Вдруг почувствовала, что в комнате очень холодно. Захотелось одеть ее потеплее – сняла с вешалки жакетку. Юбку разрезать не пришлось, натянула через ноги. Бабушка была дитя Серебряного века, его продукт и жертва. Два смутных от пыли портрета юной красотки висели над пианино. Хороша. Очень хороша…
Нора достала из загнанного под тахту чемодана старые туфли – архаика, музейная вещь: шлейка на кожаной пуговке, каблук рюмочкой. В них бабушка ходила во времена НЭПа… На негнущуюся ногу надеть не смогла.

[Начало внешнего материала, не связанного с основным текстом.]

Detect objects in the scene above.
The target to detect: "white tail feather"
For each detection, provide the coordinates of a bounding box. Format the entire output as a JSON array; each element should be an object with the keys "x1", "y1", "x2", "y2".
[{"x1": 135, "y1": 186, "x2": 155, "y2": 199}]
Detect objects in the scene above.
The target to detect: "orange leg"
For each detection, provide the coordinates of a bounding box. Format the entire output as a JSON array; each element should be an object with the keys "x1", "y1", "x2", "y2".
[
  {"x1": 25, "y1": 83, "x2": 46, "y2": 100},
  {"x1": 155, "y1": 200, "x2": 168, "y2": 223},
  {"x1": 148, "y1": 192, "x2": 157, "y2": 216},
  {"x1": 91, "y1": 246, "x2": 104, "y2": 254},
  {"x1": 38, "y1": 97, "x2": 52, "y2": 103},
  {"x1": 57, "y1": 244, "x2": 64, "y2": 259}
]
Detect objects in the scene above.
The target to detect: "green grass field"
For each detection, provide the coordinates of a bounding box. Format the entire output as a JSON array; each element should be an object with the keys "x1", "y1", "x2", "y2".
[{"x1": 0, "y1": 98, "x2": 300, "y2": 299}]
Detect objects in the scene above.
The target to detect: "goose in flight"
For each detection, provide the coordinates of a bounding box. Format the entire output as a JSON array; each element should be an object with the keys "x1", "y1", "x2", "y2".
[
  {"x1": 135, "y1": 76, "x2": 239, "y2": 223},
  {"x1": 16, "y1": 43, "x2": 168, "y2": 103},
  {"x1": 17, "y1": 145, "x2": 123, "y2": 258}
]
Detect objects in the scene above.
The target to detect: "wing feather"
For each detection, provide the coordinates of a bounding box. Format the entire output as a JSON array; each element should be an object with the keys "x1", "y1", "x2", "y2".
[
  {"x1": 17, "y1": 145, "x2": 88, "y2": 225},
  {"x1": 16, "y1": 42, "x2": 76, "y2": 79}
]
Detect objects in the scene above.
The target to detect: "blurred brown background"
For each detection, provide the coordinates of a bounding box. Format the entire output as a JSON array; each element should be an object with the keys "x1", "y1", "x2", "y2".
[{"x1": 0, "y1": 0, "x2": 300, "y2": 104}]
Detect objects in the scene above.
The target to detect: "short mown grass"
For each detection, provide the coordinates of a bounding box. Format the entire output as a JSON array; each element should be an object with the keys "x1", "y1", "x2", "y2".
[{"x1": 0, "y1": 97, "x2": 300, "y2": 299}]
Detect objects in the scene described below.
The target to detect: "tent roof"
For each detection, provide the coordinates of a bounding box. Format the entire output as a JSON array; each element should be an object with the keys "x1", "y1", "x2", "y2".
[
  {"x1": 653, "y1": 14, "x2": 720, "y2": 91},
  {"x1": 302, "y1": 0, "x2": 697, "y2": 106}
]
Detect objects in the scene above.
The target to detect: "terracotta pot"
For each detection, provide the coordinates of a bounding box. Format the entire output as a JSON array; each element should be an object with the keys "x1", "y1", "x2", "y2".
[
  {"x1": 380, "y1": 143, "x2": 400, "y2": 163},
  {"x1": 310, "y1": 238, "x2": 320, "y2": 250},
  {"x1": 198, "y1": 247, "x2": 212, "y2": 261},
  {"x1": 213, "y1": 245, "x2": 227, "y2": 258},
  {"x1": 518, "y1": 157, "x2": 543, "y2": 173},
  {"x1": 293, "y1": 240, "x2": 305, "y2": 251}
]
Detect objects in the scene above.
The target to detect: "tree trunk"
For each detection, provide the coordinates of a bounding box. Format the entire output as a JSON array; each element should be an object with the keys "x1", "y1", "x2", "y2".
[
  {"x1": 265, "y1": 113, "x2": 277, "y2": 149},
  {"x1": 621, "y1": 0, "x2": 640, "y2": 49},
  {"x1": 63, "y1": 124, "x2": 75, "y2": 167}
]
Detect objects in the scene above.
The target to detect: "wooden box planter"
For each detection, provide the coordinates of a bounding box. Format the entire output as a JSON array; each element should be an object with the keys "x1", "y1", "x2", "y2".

Все делала Нора так, как будто всю жизнь только этим и занималась. На самом деле – первый раз. Как умирала другая бабушка, Зинаида, Нора не помнила, ей было тогда лет шесть. А дедов своих она практически не знала… Женская семья. Один мужчина был – Генрих. Долго ли жил он с ними, на Никитском? Амалия с ним развелась, когда Норе было лет тринадцать…
С Марусей поправить ничего нельзя. Опоздала помириться, а теперь обмывает, одевает… и давнее чувство раздражения против всего мироустройства, против этого жуткого футляра когда-то горячо любимого человека поднялось со дна… Саркофаг. Каждое мертвое тело – саркофаг… Можно было бы поставить такой спектакль – все живые герои в саркофагах, а умирая – из них выходят… В том смысле, что все живое уже мертвое… Надо это Тенгизу сказать…
Молоко опять стало прибывать. На майке проступило темное пятно. Какой плен физиологии – конечно, Маруся ей первая об этом и сказала. Биологическая трагедия женщины… Бедный и робкий борец за женское достоинство, за справедливость. Ре-во-лю-цио-нЭр-ка! Как она испугалась, когда Нору выгнали из школы! От дома отказала! Торжественно и высокопарно! Помирились. Но года через три разругались по-настоящему – советская власть черной кошкой пробежала между ними, на этом закончилось и доверие, и близость… А потом еще Чехословакия… Сейчас только улыбку это вызывало. Какая глупость…
Нора глянула в окно. Стекло грязное, годами не мытое. Видно было, что серый снег за окном сменился серым дождем. Почему же я ничего для нее не делала? Какая глупость была обижаться на старуху… Я черствая сволочь…
Но ведь любила-то ее больше всех на свете! Неслась почти каждый день после школы по привычной дороге мимо кинотеатра повторного фильма, переходила дорогу у Никитских ворот, потом мимо магазина “Консервы”, в паутину переулков – Мерзляковский, Скатертный, Хлебный, Скарятинский – выныривала на Поварскую, к бабушкиному дому. И сердце от счастья замирало, когда бегом поднималась по лестнице на третий этаж и утыкалась носом в Марусю…
Но какая же белая кожа… Глаза подглядывали из-под век, смотрели на нее, казалось, безразлично. Разрезала со спины блузку, половину надела с правой руки, половину с левой, приподняла тяжелую голову, чтобы соединить сзади разрезанный воротничок. За последние двадцать лет Маруся, кажется, не внесла в дом ни единой новой вещи. От бедности? От упрямства? Из какого-то непостижимого принципа?
В дверь робко постучали – это был отец, боялся увидеть свою мать обнаженной. Вошел с деловито-радостным лицом, с пальто в руках:
– Норка, я заказал гроб. Привезут завтра утром, к десяти. Даже справку не спросили! Только спросили, какого роста покойник. Я сказал, метр шестьдесят.
– Метр пятьдесят восемь, – уточнила Нора. – И не зови меня так. Нора меня назвали. Твоя мать назвала меня Норой. Ибсена читал?
Выглянувшее на мгновенье солнце осветило на минуту комнату, бабушку, сверкнуло в перламутровой пуговке под воротничком и снова ушло в серую морось.